Preparation of three-dimensional nitrogen-doped graphene layers by gas foaming method and its electrochemical capactive behavior

• A three-dimensional porous graphene layers was prepared via a gas foaming method.
• Melamine was the nitrogen source to synthesize the N-doped 3D graphene layers.
• The specific surface area of 3D N-doped graphene material is as high as 1196 m2 g−1.
• The 3D N-doped graphene specific capacitance is 335 F g−1 in three-electrode system.
• The energy density of 3D N-doped graphene reaches 58.1 Wh kg−1 in a symmetric cell.
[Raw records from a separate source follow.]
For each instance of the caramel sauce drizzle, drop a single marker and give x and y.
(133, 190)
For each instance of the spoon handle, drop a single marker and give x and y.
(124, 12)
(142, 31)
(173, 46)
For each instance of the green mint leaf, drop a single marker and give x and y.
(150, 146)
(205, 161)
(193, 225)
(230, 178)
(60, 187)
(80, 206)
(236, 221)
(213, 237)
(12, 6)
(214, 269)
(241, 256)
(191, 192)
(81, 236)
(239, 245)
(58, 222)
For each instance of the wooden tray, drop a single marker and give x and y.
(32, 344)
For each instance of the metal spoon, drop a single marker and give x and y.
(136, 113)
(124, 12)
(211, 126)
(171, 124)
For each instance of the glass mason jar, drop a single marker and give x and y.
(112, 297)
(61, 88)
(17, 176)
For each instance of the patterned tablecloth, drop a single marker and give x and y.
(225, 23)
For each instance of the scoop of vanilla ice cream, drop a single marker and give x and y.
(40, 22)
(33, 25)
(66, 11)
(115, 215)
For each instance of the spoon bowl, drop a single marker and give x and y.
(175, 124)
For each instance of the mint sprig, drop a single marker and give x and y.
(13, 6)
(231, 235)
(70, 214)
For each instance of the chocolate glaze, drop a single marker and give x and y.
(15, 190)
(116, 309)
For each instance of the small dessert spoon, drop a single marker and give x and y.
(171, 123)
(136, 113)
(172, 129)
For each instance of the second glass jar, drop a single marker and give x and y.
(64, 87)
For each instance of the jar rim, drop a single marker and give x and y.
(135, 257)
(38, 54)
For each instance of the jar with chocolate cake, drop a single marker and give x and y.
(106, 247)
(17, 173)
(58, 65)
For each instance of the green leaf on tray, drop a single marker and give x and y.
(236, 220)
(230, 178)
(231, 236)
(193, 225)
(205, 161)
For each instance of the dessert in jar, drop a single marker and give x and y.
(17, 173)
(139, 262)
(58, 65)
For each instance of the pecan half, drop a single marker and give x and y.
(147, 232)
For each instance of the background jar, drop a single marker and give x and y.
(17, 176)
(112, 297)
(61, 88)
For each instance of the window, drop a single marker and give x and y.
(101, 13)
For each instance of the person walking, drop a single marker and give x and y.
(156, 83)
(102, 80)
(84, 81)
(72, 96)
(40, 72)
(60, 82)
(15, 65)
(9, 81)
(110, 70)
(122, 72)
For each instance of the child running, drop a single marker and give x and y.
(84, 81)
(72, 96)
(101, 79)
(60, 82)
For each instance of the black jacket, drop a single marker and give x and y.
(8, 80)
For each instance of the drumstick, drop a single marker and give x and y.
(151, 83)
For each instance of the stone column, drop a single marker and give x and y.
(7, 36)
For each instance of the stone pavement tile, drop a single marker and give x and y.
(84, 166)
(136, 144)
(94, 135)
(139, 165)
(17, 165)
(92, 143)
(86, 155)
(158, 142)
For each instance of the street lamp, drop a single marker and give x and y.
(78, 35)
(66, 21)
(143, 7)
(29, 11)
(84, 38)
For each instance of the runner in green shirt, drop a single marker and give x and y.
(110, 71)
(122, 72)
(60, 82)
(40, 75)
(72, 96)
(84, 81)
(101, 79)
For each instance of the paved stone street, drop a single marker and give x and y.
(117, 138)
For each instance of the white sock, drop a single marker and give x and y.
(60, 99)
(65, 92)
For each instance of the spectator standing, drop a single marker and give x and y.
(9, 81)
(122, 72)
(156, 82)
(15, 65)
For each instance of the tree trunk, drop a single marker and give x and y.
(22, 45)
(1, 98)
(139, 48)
A porous graphene layers with a three-dimensional structure (3DG) was prepared via a gas foaming method based on a polymeric predecessor. This intimately interconnected 3DG structure not only significantly increases the specific surface area but also provides more channels to facilitate electron transport. In addition, 3D N-doped (3DNG) layers materials were synthesized using melamine as a nitrogen source. The nitrogen content in the 3DNG layers significantly influenced the electrochemical performance. The sample denoted as 3DNG-2 exhibited a specific capacitance of 335.2 F g−1 at a current density of 1 A g−1 in a three-electrode system. Additionally, 3DNG-2 exhibited excellent electrochemical performance in aqueous and organic electrolytes using a two-electrode symmetric cell. An energy density of 58.1 Wh kg−1 at a power density of 2500 W kg−1 was achieved, which is approximately 3 times that (19.6 Wh kg−1) in an aqueous electrolyte in a two-electrode system. After 1000 cycles, the capacity retention in aqueous electrolyte was more than 99.0%, and this retention in organic electrolytes was more than 89.4%, which demonstrated its excellent cycle stability. This performance makes 3DNG-2 a promising candidate as an electrode material in high-power and high-energy supercapacitor applications.